HIV-specific CD8 T cells have multiple properties that might explain their inadequate immunoprotective role in HIV-1 infection: (1) they are not cytotoxic, (2) they are impaired in trafficking to the major LN sites of viral replication, (3) they do not produce IL-2 and cannot respond to low concentrations of IL-2, and (4) they have down-modulated key molecules for T-cell signaling (Figure4). Moreover, CD8 T-cell function may be compromised even more in late-stage patients, when some of the molecular defects no longer correct in vitro with exogenous IL-2111 or when cytokine production is impaired. We now need to understand the relative contributions of the recently described novel mechanisms for CD8 T-cell dysfunction and their etiology.

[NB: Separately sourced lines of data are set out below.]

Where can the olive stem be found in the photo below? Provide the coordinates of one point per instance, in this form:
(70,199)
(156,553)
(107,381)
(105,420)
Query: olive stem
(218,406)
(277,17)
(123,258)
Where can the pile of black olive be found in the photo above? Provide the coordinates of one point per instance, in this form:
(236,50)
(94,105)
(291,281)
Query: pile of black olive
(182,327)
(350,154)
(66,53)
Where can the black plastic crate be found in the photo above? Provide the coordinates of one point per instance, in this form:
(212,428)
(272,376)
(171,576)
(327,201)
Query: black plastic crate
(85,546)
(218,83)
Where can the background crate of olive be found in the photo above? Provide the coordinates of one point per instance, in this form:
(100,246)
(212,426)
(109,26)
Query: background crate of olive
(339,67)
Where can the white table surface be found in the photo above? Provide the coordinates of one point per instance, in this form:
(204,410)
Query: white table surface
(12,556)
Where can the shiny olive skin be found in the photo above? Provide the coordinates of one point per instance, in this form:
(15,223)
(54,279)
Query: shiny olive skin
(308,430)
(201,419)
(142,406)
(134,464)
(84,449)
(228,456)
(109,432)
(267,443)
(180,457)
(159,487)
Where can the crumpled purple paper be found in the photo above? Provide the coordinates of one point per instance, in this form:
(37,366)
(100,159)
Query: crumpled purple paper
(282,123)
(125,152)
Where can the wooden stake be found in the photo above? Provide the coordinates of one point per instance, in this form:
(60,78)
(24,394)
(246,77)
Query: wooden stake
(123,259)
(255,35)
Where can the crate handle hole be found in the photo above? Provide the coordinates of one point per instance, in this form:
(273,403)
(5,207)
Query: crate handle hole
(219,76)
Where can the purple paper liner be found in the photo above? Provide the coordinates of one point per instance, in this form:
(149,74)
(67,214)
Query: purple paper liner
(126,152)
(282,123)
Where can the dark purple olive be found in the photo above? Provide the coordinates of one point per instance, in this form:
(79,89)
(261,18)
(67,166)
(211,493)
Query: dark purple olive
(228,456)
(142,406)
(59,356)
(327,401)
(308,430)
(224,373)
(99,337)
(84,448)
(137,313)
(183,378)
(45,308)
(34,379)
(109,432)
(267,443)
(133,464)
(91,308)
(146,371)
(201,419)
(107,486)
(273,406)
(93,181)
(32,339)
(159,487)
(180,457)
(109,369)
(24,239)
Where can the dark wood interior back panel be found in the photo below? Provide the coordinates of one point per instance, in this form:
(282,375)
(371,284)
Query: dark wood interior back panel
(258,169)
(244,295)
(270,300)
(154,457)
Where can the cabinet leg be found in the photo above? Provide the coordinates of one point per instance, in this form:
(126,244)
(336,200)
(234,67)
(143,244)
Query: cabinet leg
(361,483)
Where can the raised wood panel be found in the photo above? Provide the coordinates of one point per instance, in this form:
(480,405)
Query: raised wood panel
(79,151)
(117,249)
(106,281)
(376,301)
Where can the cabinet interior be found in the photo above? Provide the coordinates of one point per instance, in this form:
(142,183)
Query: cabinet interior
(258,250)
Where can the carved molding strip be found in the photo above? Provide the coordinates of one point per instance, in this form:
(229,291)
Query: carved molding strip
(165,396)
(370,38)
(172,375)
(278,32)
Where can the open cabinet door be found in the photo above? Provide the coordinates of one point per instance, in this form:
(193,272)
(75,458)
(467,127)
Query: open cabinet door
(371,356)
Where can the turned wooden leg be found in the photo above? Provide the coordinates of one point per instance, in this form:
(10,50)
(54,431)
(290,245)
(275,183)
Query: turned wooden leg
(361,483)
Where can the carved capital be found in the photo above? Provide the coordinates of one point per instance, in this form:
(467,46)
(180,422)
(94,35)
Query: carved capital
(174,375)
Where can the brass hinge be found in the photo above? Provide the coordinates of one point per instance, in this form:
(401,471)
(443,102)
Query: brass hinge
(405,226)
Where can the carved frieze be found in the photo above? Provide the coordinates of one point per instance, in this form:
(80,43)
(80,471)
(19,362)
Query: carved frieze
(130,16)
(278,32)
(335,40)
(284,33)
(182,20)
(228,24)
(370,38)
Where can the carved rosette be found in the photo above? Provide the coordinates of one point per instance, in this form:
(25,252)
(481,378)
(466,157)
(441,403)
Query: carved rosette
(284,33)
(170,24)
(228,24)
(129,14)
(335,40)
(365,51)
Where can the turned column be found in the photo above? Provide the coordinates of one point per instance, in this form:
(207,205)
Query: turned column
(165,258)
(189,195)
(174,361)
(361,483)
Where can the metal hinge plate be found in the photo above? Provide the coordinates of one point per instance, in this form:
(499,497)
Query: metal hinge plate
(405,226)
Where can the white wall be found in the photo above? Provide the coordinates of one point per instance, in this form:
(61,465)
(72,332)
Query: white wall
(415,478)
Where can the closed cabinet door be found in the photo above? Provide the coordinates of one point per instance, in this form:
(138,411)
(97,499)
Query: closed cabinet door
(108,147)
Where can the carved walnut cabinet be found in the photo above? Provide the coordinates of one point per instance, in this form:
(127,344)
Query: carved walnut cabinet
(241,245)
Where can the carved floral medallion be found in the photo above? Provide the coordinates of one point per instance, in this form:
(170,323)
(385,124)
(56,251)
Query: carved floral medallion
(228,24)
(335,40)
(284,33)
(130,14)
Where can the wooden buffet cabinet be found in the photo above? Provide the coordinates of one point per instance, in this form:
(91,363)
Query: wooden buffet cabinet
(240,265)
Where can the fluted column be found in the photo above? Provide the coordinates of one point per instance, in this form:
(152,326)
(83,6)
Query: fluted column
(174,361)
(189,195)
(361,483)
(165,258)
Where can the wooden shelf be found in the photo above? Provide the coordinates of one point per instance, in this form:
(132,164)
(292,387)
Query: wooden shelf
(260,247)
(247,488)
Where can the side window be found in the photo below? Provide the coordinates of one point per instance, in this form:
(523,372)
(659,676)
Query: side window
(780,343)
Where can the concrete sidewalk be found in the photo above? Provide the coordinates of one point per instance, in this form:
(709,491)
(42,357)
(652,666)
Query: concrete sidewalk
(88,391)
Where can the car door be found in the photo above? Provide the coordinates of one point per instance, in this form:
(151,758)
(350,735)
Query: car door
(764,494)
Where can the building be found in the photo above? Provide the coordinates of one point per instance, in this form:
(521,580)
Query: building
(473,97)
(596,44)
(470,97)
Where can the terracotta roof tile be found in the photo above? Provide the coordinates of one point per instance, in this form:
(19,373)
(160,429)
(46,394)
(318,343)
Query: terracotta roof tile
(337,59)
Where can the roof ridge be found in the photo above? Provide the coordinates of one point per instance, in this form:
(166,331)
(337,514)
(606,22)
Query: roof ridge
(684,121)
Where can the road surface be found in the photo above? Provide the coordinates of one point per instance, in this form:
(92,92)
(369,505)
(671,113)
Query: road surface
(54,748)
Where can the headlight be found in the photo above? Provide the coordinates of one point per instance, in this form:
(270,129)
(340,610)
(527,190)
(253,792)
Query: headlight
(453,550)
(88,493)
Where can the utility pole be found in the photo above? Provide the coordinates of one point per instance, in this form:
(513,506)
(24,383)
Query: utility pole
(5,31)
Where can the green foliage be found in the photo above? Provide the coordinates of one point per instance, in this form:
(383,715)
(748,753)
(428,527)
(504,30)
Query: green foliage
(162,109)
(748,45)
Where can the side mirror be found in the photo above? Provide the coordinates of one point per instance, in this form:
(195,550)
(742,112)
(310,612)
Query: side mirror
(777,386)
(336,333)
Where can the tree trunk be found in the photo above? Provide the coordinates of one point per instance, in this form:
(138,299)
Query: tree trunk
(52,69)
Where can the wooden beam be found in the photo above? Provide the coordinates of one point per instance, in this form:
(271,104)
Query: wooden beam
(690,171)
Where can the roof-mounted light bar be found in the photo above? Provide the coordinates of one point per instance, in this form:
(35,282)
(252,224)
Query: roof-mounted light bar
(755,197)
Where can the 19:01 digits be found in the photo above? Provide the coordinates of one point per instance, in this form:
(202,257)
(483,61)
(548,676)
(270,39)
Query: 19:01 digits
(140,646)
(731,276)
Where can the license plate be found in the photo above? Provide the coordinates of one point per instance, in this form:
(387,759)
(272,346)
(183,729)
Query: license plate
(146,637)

Closer study of the properties of HIV-specific CD8 T cells in LTNPs will help sort out what aspects of dysfunction are especially important for effective immune protection. Some of CD8 T-cell dysfunction is part of normal immune regulation of CD8 T cells to prevent these serial killers from wreaking damage by the release of cytolytic enzymes or inflammatory cytokines. For example, down-modulation of CD3ζ and CD28 and of LN homing receptors on antigen-specific CD8 T cells occurs in other infections.107,150 Although much research has focused on how CD4 T cells are regulated to prevent autoimmunity, regulation of CD8 T cells is largely terra incognito. Understanding CD8 T-cell regulation is critical for understanding immune pathogenesis and formulating strategies for immune intervention for HIV-1 and other diseases, including cancer.

Most tetramer⁺ HIV-specific CD8 T cells, unlike many EBV- or CMV-specific cells, do not have an effector CTL phenotype. Factors specific for HIV-1 infection that might influence CTL function are the continuous presence of high levels of infectious and noninfectious viral antigens, the paucity of functioning viral-specific CD4 helper cells, the effect of sustained inflammation on antigen-presenting function of macrophages and DCs, and the effect of particular HIV-1 gene products, such as tat or nef. A possible role of HIV proteins in blocking CD8 T-cell maturation into effector CTLs has yet to be studied. HIV-1 infection especially targets the helper CD4 T cells that are important in regulating effector CTLs. In mouse models in which CD4 T cells have been eliminated, protection against infection is lost, even though some antigen-specific CD8 T cells persist but with compromised function.66,67 These models may provide helpful parallels for HIV-1 infection, where CD8 T-cell protection may well correlate with preservation of HIV-specific CD4 T-cell function.156,182 This link needs to be studied in more depth by moving beyond counting the numbers of HIV-specific CD8 T cells to studying their function with assays that avoid more than a few hours of in vitro culture. Even after overnight culture, many CD8 functional defects correct, giving the false impression of functional competence. Studies that show no correlation between clinical status (such as LTNP) and numbers of antigen-specific CD8 T-cells need to be re-evaluated in light of new findings that many HIV-specific cells may not function in vivo.